Evet, Paris'in sevdiğimiz neon ışıklarıyla ünlü, hareketli sokağı Pigalle'den esinlenerek bu ismi düşündük. Pigalle, gittiğimiz, sevdiğimiz, mekanlarıyla, renkli hayatıyla meşhur bir bölge zaten. Bu nedenle de isim konusunda böyle bir karar aldık ve Pigalle'i seçtik.

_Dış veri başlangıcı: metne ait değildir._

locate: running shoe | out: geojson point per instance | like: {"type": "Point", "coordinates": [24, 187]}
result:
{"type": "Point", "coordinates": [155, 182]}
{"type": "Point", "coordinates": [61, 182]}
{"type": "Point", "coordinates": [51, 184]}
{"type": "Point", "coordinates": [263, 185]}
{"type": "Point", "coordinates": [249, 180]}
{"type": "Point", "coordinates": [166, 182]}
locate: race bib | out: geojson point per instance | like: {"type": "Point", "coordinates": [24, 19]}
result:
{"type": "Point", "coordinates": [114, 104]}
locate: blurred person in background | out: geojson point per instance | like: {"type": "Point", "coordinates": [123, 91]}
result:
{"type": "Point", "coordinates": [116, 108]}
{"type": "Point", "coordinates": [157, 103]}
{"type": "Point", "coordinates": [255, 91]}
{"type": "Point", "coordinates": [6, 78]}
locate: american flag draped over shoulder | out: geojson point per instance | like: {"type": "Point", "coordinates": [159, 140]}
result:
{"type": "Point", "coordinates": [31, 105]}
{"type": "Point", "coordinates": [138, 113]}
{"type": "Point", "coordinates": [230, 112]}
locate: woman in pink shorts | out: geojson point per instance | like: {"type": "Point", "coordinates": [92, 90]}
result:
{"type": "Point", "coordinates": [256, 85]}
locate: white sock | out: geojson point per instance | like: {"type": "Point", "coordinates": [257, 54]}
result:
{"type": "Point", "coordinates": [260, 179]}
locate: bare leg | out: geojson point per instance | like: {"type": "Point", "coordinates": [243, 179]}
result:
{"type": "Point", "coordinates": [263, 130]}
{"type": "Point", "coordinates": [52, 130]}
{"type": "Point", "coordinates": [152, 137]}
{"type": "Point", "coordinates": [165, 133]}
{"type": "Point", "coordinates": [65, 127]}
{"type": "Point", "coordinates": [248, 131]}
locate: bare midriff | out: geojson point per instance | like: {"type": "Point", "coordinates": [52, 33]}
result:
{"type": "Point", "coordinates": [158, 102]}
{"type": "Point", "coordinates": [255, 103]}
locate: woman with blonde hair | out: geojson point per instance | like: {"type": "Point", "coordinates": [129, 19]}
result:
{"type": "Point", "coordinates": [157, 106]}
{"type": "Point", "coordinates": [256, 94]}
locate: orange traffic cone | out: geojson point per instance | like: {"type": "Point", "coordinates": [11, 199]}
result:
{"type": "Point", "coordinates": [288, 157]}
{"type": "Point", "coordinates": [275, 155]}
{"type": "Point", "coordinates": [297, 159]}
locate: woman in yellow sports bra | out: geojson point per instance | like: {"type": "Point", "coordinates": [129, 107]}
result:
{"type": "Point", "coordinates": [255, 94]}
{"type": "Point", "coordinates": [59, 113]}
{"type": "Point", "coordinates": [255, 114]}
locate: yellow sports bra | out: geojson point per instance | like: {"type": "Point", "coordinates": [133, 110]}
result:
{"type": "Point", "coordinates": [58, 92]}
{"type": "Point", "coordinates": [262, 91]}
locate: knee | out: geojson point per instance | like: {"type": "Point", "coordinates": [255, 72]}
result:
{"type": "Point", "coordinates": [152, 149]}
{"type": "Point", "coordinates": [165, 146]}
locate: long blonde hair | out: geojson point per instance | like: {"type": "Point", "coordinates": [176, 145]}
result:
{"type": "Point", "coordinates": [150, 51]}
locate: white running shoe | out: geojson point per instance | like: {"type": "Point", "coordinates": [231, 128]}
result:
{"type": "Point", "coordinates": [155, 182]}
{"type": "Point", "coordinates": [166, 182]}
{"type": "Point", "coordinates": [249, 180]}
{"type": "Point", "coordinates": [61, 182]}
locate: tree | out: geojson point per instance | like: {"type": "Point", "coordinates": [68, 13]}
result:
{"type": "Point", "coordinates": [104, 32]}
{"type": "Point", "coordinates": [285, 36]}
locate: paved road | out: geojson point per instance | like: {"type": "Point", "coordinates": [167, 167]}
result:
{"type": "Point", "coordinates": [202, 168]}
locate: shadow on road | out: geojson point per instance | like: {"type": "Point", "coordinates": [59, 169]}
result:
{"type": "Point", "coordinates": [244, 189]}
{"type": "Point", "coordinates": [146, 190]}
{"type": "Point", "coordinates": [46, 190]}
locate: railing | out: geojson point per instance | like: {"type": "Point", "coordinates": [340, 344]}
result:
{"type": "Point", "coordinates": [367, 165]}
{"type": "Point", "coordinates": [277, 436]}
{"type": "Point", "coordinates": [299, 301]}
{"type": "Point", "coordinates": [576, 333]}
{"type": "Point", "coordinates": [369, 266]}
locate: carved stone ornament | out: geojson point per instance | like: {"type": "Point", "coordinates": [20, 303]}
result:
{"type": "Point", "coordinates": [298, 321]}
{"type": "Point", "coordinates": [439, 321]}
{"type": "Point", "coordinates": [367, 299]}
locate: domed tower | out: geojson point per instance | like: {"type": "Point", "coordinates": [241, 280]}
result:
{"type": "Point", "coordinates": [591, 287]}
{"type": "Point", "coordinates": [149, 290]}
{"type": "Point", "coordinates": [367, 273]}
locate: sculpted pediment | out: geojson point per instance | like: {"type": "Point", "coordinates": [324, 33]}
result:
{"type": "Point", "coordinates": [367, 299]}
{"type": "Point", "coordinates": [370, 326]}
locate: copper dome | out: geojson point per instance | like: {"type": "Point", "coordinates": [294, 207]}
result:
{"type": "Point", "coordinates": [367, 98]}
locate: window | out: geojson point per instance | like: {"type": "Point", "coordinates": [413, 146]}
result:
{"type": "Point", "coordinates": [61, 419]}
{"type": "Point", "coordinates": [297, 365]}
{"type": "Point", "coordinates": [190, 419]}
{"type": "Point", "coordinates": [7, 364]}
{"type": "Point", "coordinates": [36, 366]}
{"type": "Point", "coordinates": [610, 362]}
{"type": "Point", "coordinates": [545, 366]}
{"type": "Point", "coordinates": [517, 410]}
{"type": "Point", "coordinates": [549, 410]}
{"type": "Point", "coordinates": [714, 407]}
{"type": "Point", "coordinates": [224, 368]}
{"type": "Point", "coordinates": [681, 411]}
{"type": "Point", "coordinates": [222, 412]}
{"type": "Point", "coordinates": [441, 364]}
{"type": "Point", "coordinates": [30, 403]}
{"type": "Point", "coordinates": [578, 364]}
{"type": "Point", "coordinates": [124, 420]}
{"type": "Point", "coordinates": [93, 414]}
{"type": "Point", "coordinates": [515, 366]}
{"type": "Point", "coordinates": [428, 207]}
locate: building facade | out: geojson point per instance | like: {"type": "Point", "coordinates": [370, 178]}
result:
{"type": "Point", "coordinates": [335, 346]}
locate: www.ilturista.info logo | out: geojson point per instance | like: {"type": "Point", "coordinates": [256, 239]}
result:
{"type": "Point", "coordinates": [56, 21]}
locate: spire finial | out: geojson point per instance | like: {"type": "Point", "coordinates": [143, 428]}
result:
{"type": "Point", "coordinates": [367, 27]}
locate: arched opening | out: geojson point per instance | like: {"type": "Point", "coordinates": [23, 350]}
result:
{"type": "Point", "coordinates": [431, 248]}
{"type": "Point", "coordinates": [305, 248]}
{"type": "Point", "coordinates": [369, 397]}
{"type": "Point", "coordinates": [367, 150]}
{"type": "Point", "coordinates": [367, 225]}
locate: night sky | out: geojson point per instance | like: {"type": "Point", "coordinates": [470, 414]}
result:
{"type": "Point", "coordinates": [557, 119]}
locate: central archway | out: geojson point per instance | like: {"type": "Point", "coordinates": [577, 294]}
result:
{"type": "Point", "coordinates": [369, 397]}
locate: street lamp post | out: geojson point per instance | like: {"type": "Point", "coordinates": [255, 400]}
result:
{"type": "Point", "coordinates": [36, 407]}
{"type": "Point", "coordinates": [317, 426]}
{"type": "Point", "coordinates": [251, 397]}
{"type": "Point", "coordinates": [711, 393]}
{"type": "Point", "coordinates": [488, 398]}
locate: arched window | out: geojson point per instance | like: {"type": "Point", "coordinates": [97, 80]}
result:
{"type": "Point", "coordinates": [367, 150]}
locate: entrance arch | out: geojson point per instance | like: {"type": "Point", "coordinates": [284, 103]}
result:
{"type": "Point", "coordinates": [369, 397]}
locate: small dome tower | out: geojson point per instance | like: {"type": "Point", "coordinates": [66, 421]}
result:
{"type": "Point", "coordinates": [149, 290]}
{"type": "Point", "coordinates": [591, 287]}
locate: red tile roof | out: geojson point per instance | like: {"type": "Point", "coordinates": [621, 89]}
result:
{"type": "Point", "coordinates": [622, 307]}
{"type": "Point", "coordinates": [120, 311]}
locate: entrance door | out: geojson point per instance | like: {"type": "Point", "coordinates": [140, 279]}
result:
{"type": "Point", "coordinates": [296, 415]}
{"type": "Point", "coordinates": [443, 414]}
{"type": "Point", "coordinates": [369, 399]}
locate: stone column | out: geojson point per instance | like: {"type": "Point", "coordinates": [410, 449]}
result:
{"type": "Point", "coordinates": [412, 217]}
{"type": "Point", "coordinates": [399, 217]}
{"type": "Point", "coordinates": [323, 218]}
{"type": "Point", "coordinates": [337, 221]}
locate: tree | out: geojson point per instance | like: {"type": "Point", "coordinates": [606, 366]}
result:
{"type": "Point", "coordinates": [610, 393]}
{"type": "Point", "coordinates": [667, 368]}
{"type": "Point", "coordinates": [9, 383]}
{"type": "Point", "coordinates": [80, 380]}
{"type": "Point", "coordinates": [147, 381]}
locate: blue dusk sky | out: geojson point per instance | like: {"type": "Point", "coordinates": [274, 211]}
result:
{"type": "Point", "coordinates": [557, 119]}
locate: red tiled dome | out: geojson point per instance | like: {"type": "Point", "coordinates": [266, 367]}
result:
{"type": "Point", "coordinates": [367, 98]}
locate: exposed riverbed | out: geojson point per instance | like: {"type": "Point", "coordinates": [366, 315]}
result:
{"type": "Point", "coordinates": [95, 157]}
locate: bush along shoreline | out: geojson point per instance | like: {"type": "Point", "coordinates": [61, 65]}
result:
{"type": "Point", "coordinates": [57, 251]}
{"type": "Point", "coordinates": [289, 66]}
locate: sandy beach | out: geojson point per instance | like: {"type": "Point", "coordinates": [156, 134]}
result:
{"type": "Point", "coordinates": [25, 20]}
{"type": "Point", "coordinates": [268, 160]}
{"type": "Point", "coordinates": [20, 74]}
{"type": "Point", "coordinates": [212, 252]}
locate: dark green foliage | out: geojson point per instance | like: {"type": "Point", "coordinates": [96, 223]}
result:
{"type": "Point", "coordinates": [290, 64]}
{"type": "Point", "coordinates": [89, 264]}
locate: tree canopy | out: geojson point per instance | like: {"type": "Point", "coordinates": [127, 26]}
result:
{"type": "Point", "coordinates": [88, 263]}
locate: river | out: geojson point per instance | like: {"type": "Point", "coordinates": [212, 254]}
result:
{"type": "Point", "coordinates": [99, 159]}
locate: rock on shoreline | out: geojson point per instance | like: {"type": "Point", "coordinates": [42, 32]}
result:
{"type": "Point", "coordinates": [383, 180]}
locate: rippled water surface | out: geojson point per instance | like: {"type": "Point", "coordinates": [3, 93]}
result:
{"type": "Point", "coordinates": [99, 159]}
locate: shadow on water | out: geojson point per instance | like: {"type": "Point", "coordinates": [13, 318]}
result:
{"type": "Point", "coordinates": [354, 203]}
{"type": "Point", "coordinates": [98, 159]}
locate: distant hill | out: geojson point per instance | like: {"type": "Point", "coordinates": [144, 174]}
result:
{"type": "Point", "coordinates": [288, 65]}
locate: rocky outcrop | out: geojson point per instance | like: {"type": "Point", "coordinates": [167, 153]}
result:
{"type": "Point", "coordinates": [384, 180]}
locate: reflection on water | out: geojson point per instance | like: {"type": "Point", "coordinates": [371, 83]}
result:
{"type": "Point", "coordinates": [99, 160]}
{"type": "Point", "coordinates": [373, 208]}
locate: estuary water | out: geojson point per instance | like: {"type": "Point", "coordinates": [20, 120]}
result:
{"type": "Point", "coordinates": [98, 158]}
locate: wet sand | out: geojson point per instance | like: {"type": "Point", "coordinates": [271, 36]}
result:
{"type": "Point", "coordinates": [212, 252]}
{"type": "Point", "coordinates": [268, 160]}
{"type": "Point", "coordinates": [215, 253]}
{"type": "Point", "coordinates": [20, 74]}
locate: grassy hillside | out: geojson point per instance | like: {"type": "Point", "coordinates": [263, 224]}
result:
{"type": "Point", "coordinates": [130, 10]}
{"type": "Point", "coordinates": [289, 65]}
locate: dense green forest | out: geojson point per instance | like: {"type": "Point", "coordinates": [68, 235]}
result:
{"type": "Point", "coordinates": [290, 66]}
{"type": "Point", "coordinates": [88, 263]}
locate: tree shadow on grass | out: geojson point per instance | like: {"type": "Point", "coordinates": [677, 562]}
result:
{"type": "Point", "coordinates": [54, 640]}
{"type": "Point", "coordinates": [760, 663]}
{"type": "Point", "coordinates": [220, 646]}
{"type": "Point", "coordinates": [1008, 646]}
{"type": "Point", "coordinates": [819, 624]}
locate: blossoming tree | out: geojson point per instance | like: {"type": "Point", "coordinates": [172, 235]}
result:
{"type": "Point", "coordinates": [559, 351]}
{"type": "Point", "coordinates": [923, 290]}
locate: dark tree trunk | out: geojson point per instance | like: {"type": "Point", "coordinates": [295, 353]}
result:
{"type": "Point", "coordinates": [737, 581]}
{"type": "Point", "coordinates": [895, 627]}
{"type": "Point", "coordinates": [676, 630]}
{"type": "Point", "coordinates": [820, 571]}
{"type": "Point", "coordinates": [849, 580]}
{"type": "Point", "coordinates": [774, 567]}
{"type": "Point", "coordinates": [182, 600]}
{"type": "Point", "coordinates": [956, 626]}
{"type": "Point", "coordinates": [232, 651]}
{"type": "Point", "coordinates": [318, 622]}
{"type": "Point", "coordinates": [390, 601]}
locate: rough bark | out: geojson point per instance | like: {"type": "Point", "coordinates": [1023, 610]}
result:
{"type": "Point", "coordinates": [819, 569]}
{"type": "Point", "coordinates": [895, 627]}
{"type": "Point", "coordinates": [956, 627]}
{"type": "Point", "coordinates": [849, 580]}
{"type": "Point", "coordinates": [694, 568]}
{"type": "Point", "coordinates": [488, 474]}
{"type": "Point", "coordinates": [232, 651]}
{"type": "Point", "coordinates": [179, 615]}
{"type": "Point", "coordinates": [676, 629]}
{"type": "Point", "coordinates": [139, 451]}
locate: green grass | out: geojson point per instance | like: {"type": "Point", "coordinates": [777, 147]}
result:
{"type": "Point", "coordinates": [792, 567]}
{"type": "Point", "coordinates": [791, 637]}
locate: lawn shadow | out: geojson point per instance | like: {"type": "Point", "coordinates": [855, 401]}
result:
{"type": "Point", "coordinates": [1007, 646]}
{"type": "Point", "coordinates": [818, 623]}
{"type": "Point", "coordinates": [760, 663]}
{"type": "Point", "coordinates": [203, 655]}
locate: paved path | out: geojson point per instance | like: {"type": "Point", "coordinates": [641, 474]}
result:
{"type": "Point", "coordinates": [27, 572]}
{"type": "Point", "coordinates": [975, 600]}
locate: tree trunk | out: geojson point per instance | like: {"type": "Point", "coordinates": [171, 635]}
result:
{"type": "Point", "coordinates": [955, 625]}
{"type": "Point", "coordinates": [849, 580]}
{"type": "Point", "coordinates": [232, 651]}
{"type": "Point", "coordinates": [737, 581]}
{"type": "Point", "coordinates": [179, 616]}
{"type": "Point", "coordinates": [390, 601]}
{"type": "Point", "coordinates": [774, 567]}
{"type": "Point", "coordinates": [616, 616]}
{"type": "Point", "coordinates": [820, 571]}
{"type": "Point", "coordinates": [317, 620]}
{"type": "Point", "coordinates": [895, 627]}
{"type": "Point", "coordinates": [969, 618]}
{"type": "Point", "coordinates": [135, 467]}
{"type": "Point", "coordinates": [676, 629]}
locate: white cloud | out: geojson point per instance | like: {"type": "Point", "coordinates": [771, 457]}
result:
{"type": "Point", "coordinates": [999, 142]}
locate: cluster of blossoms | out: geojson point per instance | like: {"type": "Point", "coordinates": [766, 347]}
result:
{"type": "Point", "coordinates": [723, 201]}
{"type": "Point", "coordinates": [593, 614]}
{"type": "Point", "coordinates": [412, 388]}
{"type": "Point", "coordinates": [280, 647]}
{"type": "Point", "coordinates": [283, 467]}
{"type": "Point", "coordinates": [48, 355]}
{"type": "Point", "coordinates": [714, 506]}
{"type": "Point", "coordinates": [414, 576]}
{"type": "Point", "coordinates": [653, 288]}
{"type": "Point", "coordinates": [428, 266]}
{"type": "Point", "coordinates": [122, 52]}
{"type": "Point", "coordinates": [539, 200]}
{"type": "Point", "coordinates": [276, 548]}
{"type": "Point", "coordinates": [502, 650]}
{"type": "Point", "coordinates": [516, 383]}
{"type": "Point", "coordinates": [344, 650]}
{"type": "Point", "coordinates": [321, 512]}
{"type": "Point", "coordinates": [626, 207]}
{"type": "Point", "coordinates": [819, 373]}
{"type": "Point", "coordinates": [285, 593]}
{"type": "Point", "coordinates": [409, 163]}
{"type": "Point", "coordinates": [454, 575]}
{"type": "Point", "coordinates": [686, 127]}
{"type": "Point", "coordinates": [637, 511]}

Her şeyden önce kendimize has bir mutfak tarzımız var. Menümüzdeki birçok ürün şef dokunuşlu. Bunların hepsi kendimize has yorumladığımız tabaklar. Ekip olarak seyahat etmeyi çok seviyoruz. Çok araştırıyoruz, çok geziyoruz, ülkelerin trendlerini yerinde inceliyoruz. Bu sebeple yıl 12 aysa, senede 8-10 kez menü değiştiriyoruz, menüye yeni ürün ekliyoruz. Devamlı gastronominin gündemini, dönemin meyve ve sebzelerini takip ediyoruz. Mevsimsel ürünlere oldukça önem veriyoruz. Bu menülerimizi de Sait Furkan Tosun Şef'imizle birlikte çalışıyoruz. O da yaklaşık 6-7 yıldır bizimle beraber. Heyecanlı, araştırmayı seven, genç bir şef. Zaten bu iş heyecan işi. Şimdi de ufak ufak ilkbahar menümüzü çalışmaya başladık.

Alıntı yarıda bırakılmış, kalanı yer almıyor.